Négocier et coopérer, est-ce compatible ? (1/2)

Analyse du livre de Robert Axelrod : « Comment réussir dans un monde d’égoïstes ? » (Editions Odile Jacob, 2006) Nous agissons dans notre propre intérêt. Les motivations individuelles ne sont pas souvent altruistes. La générosité cache souvent une motivation individuelle. La charité est une manière de sauver son âme. Cependant l’attitude d’un égoïste ne mène pas forcément à une société où la règle est «chacun pour soi». L’homme a tendance à être égoïste, et pourtant la coopération existe. Comment peut-elle se développer?

Nous présentons aujourd’hui un résumé des grands thèmes de l’ouvrage. Mercredi, nous continuerons en publiant des commentaires autour de cette approche

Axelrod a observé (en 1984, date de la parution du livre) plusieurs cas de coopération : •Entre pays par exemple, pour réduire la course aux armements.


•C’est aussi le cas du cadre qui rend un service pour obtenir un retour d’ascenseur, ou d’une entreprise qui fixe un prix élevé, en espérant que le marché le suivra.

Pour étudier la viabilité de la coopération sous cette condition, Axelrod s’est posé 3 questions: •Comment une stratégie potentiellement coopérative peut-elle émerger dans un environnement composé principalement de non-coopérants ?

•Quel type de stratégie peut prospérer dans un environnement hétérogène et complexe avec une grande diversités de stratégies ?

•Comment une telle stratégie peut-elle résister à l’invasion d’une stratégie moins coopérative ?

Axelrod a découvert que la coopération peut évoluer en 3 phases:

  1. la coopération peut émerger même dans un monde ou tout le monde fait cavalier seul, à condition que les individus puissent se rencontrer. Des éléments de morale comme l’honnêteté, la générosité ou le civisme ne sont pas nécessaires s’il existe des intérêts personnels pouvant se développer grâce au phénomène de réciprocité
  2. La stratégie fondée sur la réciprocité peut prospérer dans un monde où il existe de nombreuses stratégies différentes
  3. Une fois établie la coopération peut résister contre d’autres stratégies moins coopératives.

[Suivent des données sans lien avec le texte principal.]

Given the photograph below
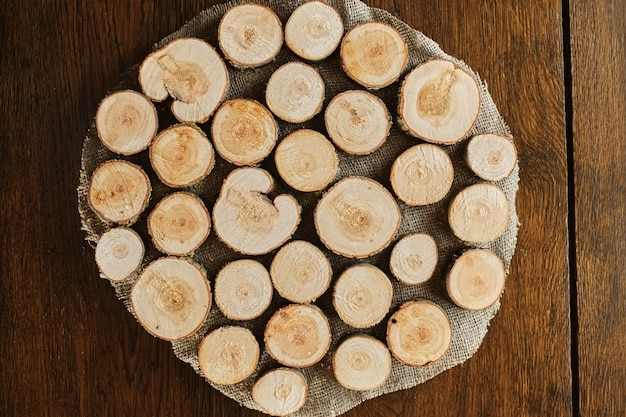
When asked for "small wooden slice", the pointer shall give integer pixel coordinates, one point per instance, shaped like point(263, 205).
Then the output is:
point(243, 289)
point(171, 298)
point(479, 213)
point(419, 333)
point(358, 122)
point(190, 71)
point(295, 92)
point(300, 272)
point(250, 35)
point(439, 102)
point(374, 54)
point(476, 280)
point(414, 258)
point(119, 253)
point(314, 30)
point(357, 217)
point(362, 296)
point(228, 355)
point(280, 392)
point(422, 175)
point(179, 224)
point(306, 160)
point(244, 131)
point(362, 363)
point(126, 122)
point(492, 157)
point(246, 220)
point(119, 191)
point(181, 155)
point(298, 335)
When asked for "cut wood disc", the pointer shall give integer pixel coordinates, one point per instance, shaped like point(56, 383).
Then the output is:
point(119, 253)
point(280, 392)
point(422, 175)
point(362, 363)
point(357, 217)
point(244, 131)
point(243, 289)
point(439, 102)
point(179, 224)
point(126, 122)
point(301, 272)
point(306, 160)
point(171, 298)
point(250, 35)
point(190, 71)
point(414, 258)
point(314, 30)
point(181, 155)
point(362, 296)
point(119, 191)
point(228, 355)
point(374, 54)
point(246, 220)
point(358, 122)
point(295, 92)
point(476, 280)
point(298, 335)
point(419, 333)
point(479, 213)
point(492, 157)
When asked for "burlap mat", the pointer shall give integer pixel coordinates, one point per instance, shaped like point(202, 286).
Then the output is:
point(326, 396)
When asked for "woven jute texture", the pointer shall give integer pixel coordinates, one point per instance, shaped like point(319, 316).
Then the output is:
point(326, 397)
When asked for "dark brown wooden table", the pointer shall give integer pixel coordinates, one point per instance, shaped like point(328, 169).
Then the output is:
point(557, 72)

Il souligne alors 4 comportements individuels pouvant favoriser la coopération:

•ne pas être jaloux de la réussite de l’autre

•ne pas être le premier à faire cavalier seul

•pratiquer la réciprocité dans tous les cas

•ne pas être trop malin

Puis Axelrod fait quelques suggestions pour créer un environnement favorable à la coopération:

•Augmenter l’ombre portée par l’avenir sur le présent: plus la conséquence de l’action prise maintenant aura des répercussions sur le futur, et plus la coopération sera efficace.

•Modifier les gains de façon à rendre la coopération plus bénéfique

•Enseigner les gens à se soucier les uns des autres

•Enseigner la réciprocité.

•Améliorer les capacités de reconnaissance (de la stratégie de l’autre, et savoir reconnaître la coopération et la réciprocité).

Une structure sociale est nécessaire à l’établissement de la coopération (il ne faut pas d’isolement).

Axelrod examine 4 facteurs intéressants pouvant engendrer des structures sociales:

•L’étiquette d’une personne (ensemble repérable de ses caractéristiques immuables, comme le sexe) aide à présupposer un comportement, et oriente donc notre choix initial de coopérer ou non. L’inconvénient est que cela entraîne des stéréotypes qui peuvent d’une part conduire à des erreurs, et d’autre part induire des comportements en conformité avec ces stéréotypes. En ce sens, les forts deviennent plus forts, et les faibles plus faibles, les hiérarchies peuvent ainsi se créer et se renforcer dans la durée.

•La réputation que l’on se crée sert de force de dissuasion, car elle rend la menace plus ou moins crédible.

•La réglementation se doit d’être suffisamment sévère pour être utile, mais pas trop pour éviter des conflits systématiques qui coûtent cher.

•Le principe de territorialité fait qu’on entraîne plus facilement son voisin à imiter un type de comportement, qu’un inconnu. En ce sens, un exemple percutant, même s’il n’est pas le meilleur, pourra entraîner une forte imitation chez les voisins.

L’auteur termine son étude en reprenant le principe de réciprocité, et en mesurant sa robustesse (sa capacité à résister à l’invasion d’autres stratégies). Il en conclue que ce principe est une ouverture vers un monde meilleur, appliquant une valeur commune, et stable car dans l’intérêt de tous.


Ce livre est particulièrement intéressant car il pose la question de la coopération, elle nous concerne tous, que ce soit dans nos vies privées, ou face aux organisations.